I’m telling you all, a perfectionist does such a great job beating their own ass to a pulp that we seriously don’t need any enemies. What I needed, and stumbled into over the years that followed, were things like grace and inclusion, perspective and hope. And I started to learn those things, gradually and messily and with time, when I started doing advocacy for the disability community. I learned more during my unexpected crash landing in the psychiatric hospital, and during the months of recovery when I stumbled into a truly inclusive nonjudgmental church holding my newborn. I feel grace and inclusion now when I’m seen and embraced by people, even when they see what a barely-holding-it-together mess I feel. The great thing is, then they can show me what a barely-holding-it-together mess they feel. And we’re not, actually, barely-keeping-it-together messes…..most of the time. Working life like a team of sherpas turns out to be a way, way better thing than keeping up the facade of a one-person commando. It’s one of those truisms that sounds glaringly obvious, but count me among those who had to learn by living it. And who definitely, definitely did not get this as I headed out into adulthood.

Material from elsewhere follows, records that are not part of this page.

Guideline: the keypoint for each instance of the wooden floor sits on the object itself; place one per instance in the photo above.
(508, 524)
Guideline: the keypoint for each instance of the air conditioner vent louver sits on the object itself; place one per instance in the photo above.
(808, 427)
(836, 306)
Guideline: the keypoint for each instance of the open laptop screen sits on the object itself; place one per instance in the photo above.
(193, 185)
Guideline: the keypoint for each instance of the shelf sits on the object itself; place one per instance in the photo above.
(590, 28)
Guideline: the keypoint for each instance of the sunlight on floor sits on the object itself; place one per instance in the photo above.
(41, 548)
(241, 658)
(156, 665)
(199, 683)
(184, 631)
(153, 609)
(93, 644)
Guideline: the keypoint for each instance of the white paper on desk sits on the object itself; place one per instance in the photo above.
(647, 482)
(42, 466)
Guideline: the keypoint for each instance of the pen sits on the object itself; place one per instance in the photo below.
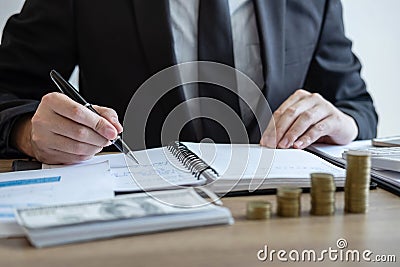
(67, 89)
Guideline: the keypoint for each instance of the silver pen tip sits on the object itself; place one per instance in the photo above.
(132, 157)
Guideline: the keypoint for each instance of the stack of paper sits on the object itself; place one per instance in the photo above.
(44, 187)
(123, 215)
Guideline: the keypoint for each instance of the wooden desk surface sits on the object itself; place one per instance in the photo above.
(235, 245)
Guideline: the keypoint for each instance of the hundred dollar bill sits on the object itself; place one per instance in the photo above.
(121, 207)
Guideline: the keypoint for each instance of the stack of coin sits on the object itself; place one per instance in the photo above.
(322, 194)
(357, 181)
(289, 201)
(258, 210)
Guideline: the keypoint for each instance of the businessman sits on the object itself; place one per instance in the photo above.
(294, 50)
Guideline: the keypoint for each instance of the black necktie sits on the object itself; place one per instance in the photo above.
(215, 44)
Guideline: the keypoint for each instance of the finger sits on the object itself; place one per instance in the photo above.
(294, 98)
(268, 139)
(270, 131)
(302, 123)
(287, 119)
(68, 128)
(110, 115)
(68, 108)
(314, 133)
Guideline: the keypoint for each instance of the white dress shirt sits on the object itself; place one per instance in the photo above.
(246, 44)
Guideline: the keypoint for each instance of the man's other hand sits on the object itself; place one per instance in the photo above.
(64, 131)
(305, 118)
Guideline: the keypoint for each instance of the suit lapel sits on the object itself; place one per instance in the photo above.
(271, 27)
(154, 27)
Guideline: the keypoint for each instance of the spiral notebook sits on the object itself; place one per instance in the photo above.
(220, 167)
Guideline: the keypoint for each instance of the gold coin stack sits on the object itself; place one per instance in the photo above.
(356, 190)
(258, 210)
(289, 201)
(322, 194)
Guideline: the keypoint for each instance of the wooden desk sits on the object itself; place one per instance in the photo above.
(235, 245)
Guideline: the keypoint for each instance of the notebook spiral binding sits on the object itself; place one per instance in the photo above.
(190, 160)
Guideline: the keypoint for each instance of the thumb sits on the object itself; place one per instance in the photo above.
(110, 115)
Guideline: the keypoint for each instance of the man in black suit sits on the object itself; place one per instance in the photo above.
(291, 44)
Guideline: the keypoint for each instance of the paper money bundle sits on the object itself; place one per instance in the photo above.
(124, 215)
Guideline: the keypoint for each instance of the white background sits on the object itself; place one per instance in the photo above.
(374, 28)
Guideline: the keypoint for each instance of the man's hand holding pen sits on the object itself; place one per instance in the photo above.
(64, 131)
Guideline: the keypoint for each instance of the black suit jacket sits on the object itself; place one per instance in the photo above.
(120, 44)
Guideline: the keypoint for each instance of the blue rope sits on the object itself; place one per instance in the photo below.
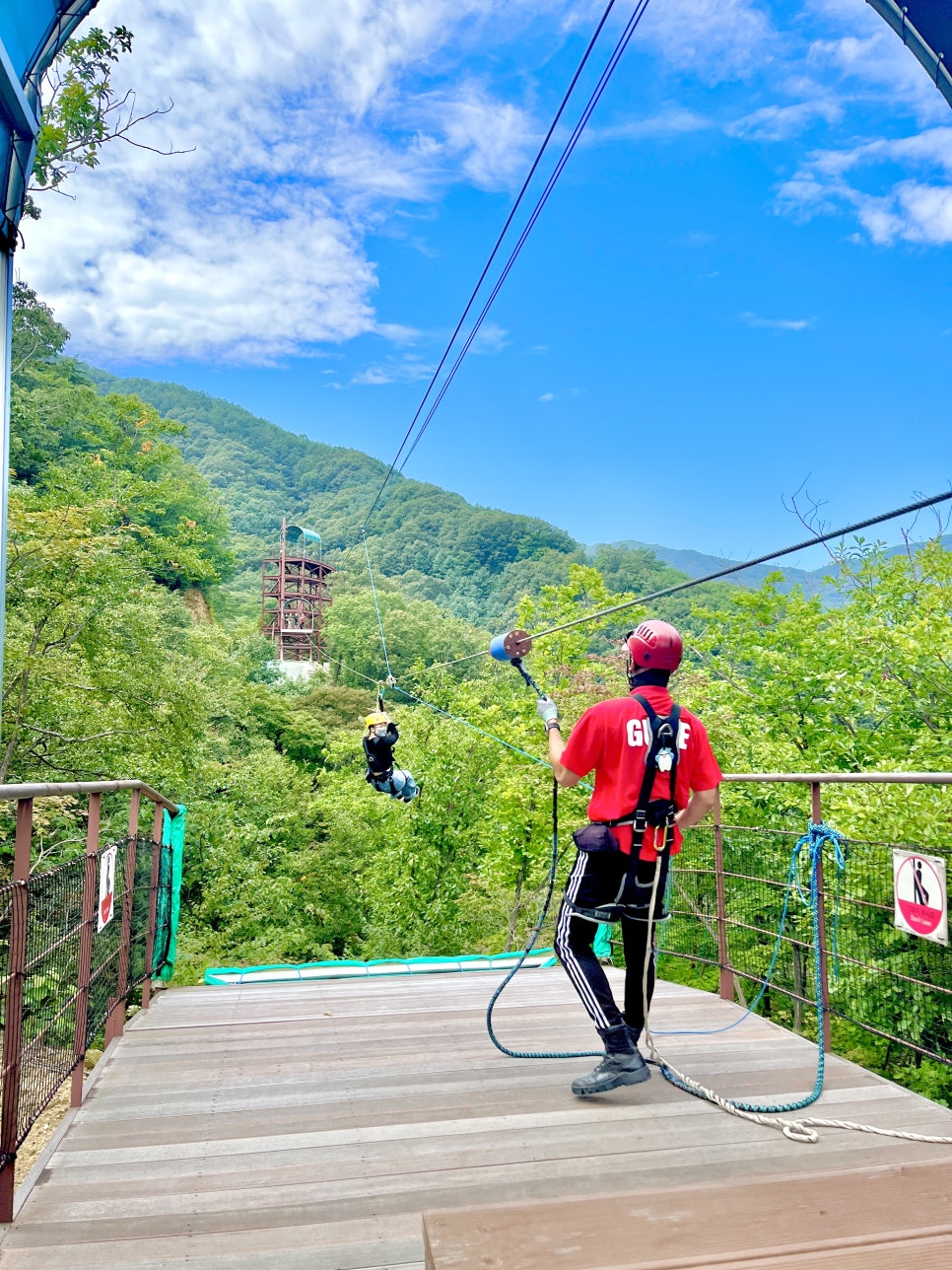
(529, 945)
(814, 841)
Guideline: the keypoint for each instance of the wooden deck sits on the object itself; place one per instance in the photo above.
(309, 1125)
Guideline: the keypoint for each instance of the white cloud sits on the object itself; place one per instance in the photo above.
(490, 339)
(777, 322)
(716, 42)
(393, 370)
(780, 122)
(913, 208)
(303, 132)
(671, 119)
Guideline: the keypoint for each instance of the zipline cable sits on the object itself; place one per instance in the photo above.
(493, 252)
(543, 198)
(445, 714)
(379, 620)
(718, 573)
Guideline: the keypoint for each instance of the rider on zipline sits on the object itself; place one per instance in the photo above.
(613, 874)
(378, 745)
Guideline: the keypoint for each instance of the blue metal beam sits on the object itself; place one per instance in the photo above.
(925, 30)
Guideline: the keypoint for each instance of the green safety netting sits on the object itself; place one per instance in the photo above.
(174, 837)
(308, 970)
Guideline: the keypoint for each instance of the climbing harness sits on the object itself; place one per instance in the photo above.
(648, 812)
(664, 750)
(567, 153)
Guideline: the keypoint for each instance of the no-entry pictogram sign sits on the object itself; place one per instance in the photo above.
(920, 898)
(106, 886)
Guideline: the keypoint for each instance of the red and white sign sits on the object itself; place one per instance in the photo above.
(920, 898)
(106, 887)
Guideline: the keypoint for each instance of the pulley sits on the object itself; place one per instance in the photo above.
(510, 647)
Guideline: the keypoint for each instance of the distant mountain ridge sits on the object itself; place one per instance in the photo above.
(474, 560)
(697, 564)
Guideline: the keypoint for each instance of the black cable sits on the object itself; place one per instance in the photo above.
(543, 198)
(493, 252)
(719, 573)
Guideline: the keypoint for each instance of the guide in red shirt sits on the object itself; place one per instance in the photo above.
(615, 869)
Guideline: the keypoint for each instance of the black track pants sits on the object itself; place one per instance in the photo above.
(602, 878)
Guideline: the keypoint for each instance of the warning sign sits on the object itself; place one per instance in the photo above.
(106, 886)
(920, 899)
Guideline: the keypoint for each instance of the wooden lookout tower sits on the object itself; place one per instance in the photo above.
(294, 596)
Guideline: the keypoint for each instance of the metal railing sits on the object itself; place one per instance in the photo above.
(727, 895)
(64, 980)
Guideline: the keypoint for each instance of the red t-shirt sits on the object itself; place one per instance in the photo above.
(611, 738)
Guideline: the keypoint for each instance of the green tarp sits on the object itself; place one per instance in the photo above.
(174, 837)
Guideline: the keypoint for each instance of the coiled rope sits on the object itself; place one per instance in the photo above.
(802, 1129)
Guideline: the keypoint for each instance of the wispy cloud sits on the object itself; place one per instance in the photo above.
(915, 208)
(303, 137)
(716, 42)
(392, 370)
(777, 322)
(781, 122)
(568, 392)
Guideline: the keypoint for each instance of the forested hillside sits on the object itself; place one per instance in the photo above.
(475, 561)
(114, 670)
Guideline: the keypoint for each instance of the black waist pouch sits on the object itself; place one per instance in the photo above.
(595, 837)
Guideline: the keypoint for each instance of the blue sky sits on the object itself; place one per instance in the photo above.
(740, 283)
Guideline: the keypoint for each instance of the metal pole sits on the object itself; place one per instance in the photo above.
(5, 369)
(725, 973)
(85, 957)
(117, 1013)
(824, 1004)
(13, 1026)
(153, 904)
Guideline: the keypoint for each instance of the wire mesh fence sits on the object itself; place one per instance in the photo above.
(49, 1044)
(887, 982)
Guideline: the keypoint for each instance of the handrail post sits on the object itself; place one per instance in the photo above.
(823, 1005)
(723, 968)
(13, 1023)
(117, 1013)
(85, 957)
(153, 903)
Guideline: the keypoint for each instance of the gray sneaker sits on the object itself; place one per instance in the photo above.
(613, 1071)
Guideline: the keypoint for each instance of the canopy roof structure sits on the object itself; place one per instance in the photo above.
(925, 28)
(32, 32)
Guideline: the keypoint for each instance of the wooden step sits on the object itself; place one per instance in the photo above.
(880, 1218)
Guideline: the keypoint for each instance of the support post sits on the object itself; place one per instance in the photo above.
(13, 1025)
(117, 1008)
(823, 1005)
(85, 957)
(723, 969)
(153, 903)
(5, 364)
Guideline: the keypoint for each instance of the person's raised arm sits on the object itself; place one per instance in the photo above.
(549, 713)
(700, 804)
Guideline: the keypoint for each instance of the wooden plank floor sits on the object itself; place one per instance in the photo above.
(309, 1125)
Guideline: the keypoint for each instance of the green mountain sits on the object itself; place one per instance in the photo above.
(476, 561)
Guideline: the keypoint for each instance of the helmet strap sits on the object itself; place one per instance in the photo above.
(645, 675)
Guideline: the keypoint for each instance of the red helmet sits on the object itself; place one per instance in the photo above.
(655, 644)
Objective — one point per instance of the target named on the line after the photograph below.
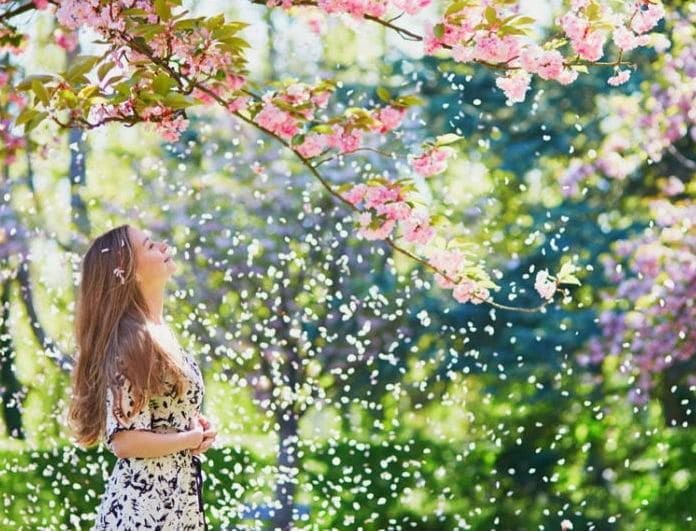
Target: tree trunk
(287, 468)
(10, 386)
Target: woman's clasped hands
(209, 434)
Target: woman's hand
(196, 435)
(209, 434)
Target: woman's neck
(154, 299)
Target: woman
(136, 389)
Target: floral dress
(158, 493)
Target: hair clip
(119, 272)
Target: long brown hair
(113, 340)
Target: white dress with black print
(158, 493)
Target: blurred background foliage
(403, 408)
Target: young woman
(136, 389)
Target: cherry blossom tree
(158, 63)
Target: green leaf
(164, 12)
(26, 84)
(25, 115)
(40, 90)
(162, 83)
(322, 128)
(177, 101)
(383, 94)
(104, 69)
(408, 101)
(87, 91)
(455, 7)
(34, 121)
(79, 66)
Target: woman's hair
(112, 339)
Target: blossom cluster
(358, 8)
(646, 125)
(384, 204)
(492, 33)
(294, 114)
(658, 288)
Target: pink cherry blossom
(411, 6)
(355, 194)
(65, 39)
(627, 40)
(515, 85)
(313, 145)
(417, 228)
(277, 121)
(390, 118)
(647, 17)
(619, 78)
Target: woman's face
(153, 263)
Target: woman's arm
(144, 443)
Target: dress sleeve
(124, 417)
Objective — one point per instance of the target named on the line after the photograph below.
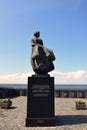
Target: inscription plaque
(40, 101)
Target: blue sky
(63, 27)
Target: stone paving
(67, 117)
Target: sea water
(57, 86)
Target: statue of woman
(41, 57)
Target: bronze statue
(41, 57)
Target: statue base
(40, 101)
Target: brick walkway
(67, 117)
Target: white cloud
(76, 77)
(79, 77)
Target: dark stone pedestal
(40, 102)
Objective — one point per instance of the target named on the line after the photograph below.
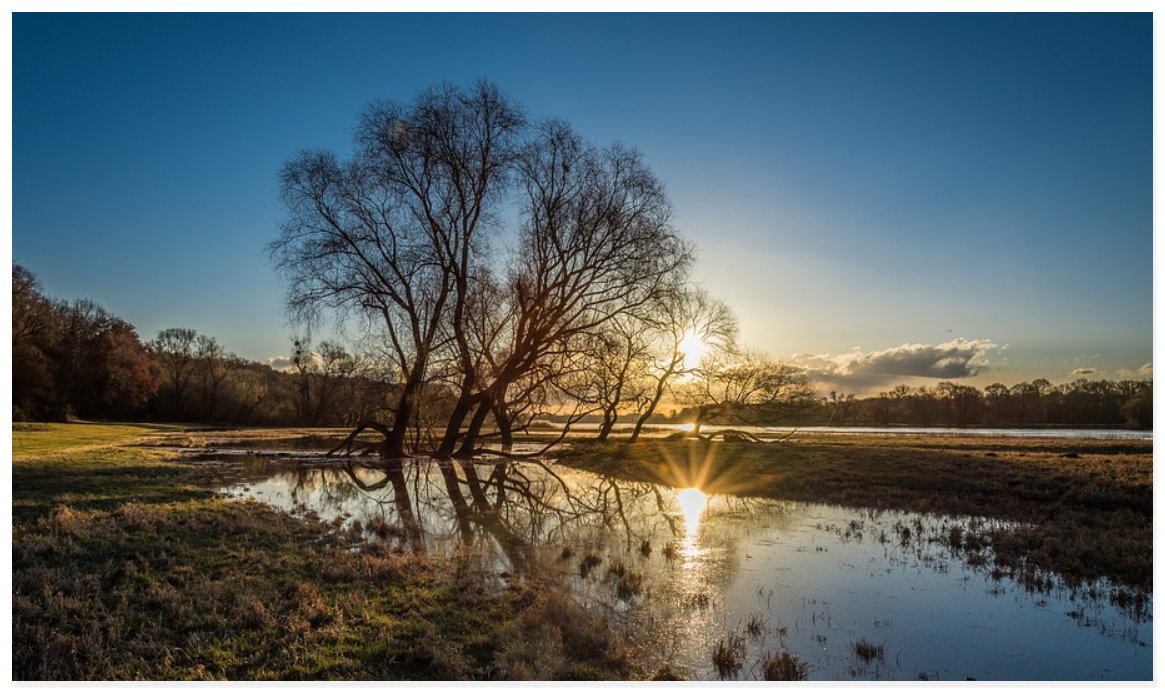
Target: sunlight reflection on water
(687, 570)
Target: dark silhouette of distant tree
(175, 351)
(748, 389)
(678, 317)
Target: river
(854, 594)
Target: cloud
(856, 370)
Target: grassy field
(1086, 506)
(126, 567)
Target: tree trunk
(655, 402)
(505, 425)
(471, 435)
(608, 423)
(465, 403)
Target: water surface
(682, 572)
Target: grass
(126, 567)
(29, 440)
(783, 667)
(728, 656)
(868, 651)
(1085, 517)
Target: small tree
(748, 389)
(175, 352)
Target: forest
(76, 360)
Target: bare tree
(683, 317)
(595, 245)
(748, 389)
(175, 349)
(394, 233)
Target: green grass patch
(30, 439)
(126, 567)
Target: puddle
(684, 572)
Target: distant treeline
(1125, 403)
(77, 360)
(73, 359)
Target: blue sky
(854, 183)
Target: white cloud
(856, 370)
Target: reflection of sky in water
(813, 579)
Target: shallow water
(683, 572)
(1058, 433)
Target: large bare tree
(394, 233)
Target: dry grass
(783, 667)
(124, 567)
(1087, 516)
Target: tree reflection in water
(519, 509)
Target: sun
(692, 347)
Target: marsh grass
(868, 651)
(125, 567)
(1085, 517)
(728, 656)
(783, 666)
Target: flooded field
(721, 586)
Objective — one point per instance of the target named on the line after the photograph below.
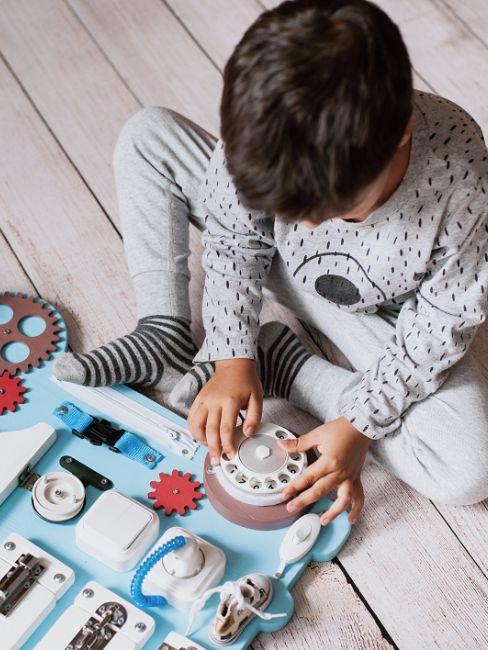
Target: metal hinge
(28, 478)
(18, 581)
(99, 630)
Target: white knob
(302, 533)
(263, 452)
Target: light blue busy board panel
(246, 550)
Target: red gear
(175, 492)
(10, 392)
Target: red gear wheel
(41, 346)
(11, 392)
(175, 492)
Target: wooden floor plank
(444, 52)
(69, 249)
(217, 25)
(409, 566)
(13, 275)
(155, 55)
(474, 14)
(75, 88)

Coming back to my alma mater, the scene of what I saw as my painfully underwhelming life launch. Is there a way to reclaim this part of my story so that it doesn’t revolve around me being the greatest disappointment to ever stalk those perfect quads? Well, yeah. Of course. That harsh perspective is founded on a lie. Describing anyone who stalks this earth as “a disappointment” isn’t seeing their whole picture.
So we had an opportunity, and we started with a tiny little thing. A family visit to campus. Talking to my daughter about how mama went here, and visiting the rink where I fell in love with skating, and walking the quads that I always loved even as I was ripping myself apart inside. The quads are still their beautiful bucolic selves, but the world looks different now, mostly because I’ve learned not to shred myself from the inside. (And if I do, I’ve got the metaphorical peroxide and bandages handy.)
Happy summer, friends. Here’s to reconsidering so-called failures.
Lee
Love the reconsidering/ re-storying the past. 💞
Mary
D’Arcy, What a wonderful gift you are able to share. For many of us, we begin to see ourselves and our past in a clearer light. Being able to relate to many of the life experiences you have shared is teaching this ‘old gal’ a lot about herself and her own past. Thank you for the blessings you share.
D’Arcy
Mary, thank you so much for this! Knowing you feel this way makes me so happy. We really can get so much wiser as we go along.